As Product Managers, we’re called on a lot to weigh in on questions, considerations, and issues related to our market, our customers, and our products. And we’re often pressured to provide opinions either with or without sufficient data to feel entirely comfortable about drawing conclusions that we know people will rely on and act on — regardless of how carefully we couch our words. It’s par for the course, to some extent, but the more prevalent such requests become, the more we might begin to lose sight of the hazards of engaging in such speculation, and start to leap to our own conclusions without doing our due diligence, even when we do have the time to do so. After all, if we’re truly experts on our market, customers, and products, then we have license to make such gut decisions and skimp on the data collection. WRONG. Part of our job, indeed our necessary role in the organization, is to push for truly data-guided and data-driven decisions — especially when the conclusion isn’t crystal clear (and often when it is). We need to be comfortable stopping the train, or at least slowing it a bit, to do some basic fact-checking before we make decisions that can literally affect the lives and livelihoods of our team members. We owe it to them, and to ourselves, to understand when we’re stepping out of our “known knowns” and into the territory of “known unknowns” (to blithely steal a classic from Donald Rumsfeld).
What You Don’t Know CAN Hurt You
It can definitely be an ego boost when you make those gut calls that wind up working out — and if you’re abiding by the Amazon principle of “Be Right, a Lot” that might be the case. But it’s all too often an unnecessary risk that can ultimately wind up undercutting our status and influence in the organization. Sure, when we’re right it feels good, and it reinforces that kind of behavior — but when you’re wrong (and you will be wrong), the cost of making that educated guess without even minor steps to confirm your approach will hurt you far more than being right will help you. That’s because when we’re wrong, we’ve wasted the time, effort, and money of someone else — someone who relied on us, someone who trusted us, someone who we let down. And because we don’t have any data to point to that led us in the direction we decided to go, the only person to carry the burden of blame is us. Trust me when I tell you that the cost in social capital of being wrong on a gut-check is never going to be relative to the gain you have in being right. Memories in our organizations are short — but people will remember the negative far, far longer than the positive. So, when you aren’t certain about something, when you’re called on to make an ad hoc decision, when people want to push you to do the wrong thing — be willing to say, “I’m not sure, but let’s get some data to see what we should do.” As long as you do your due diligence, being wrong doesn’t become a label applied to you, but rather to the data, or the process, or even the sources of that data. Being diligent allows us to protect our own reputations in the face of a bad decision.

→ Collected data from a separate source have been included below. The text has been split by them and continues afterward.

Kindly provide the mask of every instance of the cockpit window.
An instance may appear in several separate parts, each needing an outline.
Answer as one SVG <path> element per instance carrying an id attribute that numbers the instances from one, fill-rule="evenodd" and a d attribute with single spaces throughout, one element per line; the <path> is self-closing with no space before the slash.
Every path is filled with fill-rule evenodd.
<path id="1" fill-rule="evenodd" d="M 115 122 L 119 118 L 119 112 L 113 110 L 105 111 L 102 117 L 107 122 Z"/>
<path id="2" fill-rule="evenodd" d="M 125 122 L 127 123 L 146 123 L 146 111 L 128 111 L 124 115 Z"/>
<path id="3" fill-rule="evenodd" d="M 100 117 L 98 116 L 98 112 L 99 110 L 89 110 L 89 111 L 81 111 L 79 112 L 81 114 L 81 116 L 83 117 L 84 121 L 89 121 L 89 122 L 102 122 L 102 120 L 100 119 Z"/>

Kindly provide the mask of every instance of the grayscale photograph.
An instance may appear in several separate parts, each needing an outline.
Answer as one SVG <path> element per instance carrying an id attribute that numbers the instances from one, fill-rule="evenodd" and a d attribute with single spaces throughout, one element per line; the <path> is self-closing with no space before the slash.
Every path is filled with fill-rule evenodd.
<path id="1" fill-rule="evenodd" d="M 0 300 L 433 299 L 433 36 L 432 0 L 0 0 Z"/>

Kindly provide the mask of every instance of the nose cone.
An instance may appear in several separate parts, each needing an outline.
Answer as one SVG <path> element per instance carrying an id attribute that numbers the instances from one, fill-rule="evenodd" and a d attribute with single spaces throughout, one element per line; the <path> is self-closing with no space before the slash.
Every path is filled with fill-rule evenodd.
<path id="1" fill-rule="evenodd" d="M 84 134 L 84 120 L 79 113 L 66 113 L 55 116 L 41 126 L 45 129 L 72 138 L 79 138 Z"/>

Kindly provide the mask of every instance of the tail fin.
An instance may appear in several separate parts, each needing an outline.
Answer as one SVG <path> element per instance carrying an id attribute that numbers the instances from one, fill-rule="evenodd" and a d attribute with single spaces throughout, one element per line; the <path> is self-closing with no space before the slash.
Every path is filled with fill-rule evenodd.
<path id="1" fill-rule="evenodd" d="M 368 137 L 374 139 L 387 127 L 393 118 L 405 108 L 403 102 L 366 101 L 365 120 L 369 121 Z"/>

Gaps in Knowledge are Opportunities to Learn
You don’t know everything — not about your market, not about your customers, and not about your product. You might think that you do, but I guarantee that at the edges of your knowledge are chasms that you have set off safely to the side in your mind, maybe to revisit during that mythical point in time known as “when I have some spare cycles.” We all have blind spots, we all have things that we haven’t had time to dig in enough on, we all have our strengths and weaknesses. And it’s in identifying those things that we don’t know, or that we don’t know enough about that we have the largest opportunities to learn, grow, and expand our skills and influence in our organizations and market. Rather than seeing these things as weaknesses — or worse, letting them feed into that ever-present specter of impostor syndrome — we need to see these gaps in our knowledge as the opportunities that they are. Filling in those gaps isn’t something that’s going to come instantly, but with time, effort and energy. But if we leverage the relationships that we’ve built, and work with the right people within our organization (and outside, if needed), we’re continuing to build up those bank accounts of social capital so that we can cash them in at some time in the future. And, by identifying the experts in our organizations who cover those gaps, we can spread around some of the recognition and influence to them as well. There’s nothing wrong with building up our own capabilities, while encouraging those with the knowledge we might lack to speak up and speak out when needed.

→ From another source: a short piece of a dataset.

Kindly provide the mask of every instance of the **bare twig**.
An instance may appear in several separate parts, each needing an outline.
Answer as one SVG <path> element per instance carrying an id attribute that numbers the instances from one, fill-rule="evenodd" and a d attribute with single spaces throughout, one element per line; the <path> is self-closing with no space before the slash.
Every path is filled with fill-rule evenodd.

Old-Fashioned Realism is Preferable to Blind Optimism
I’m a firm believer in managing realistic expectations, in being humble when necessary and appropriate, and in generally approaching questions, discussions, and issues with an eye toward pragmatism. It’s taken a lot of time for me to make these principles a foundational part of my every day work, and far too many heated arguments, failed experiments, and misunderstandings than I’d want to count even if I could. While we always want things to turn out for the best, we owe it to our stakeholders, to our co-workers, and to our customers to only take calculated risks — meaning that we decide upon a risky course of action only after we’ve done our due diligence to understand both the underlying data upon which we can make our decision as well as the possible outcomes that could result from those choices. We want to push the boundaries, we want to try new things, and we want to pursue uncharted waters — that’s all part of our job. But we must be realistic in our goal-setting, realistic in managing expectations, and in tune with both the good results that we want, as well as the bad results that might come to be. We are stewards of our products, and part of that is a responsibility to ensure that our decisions are based on realism over optimism whenever we can.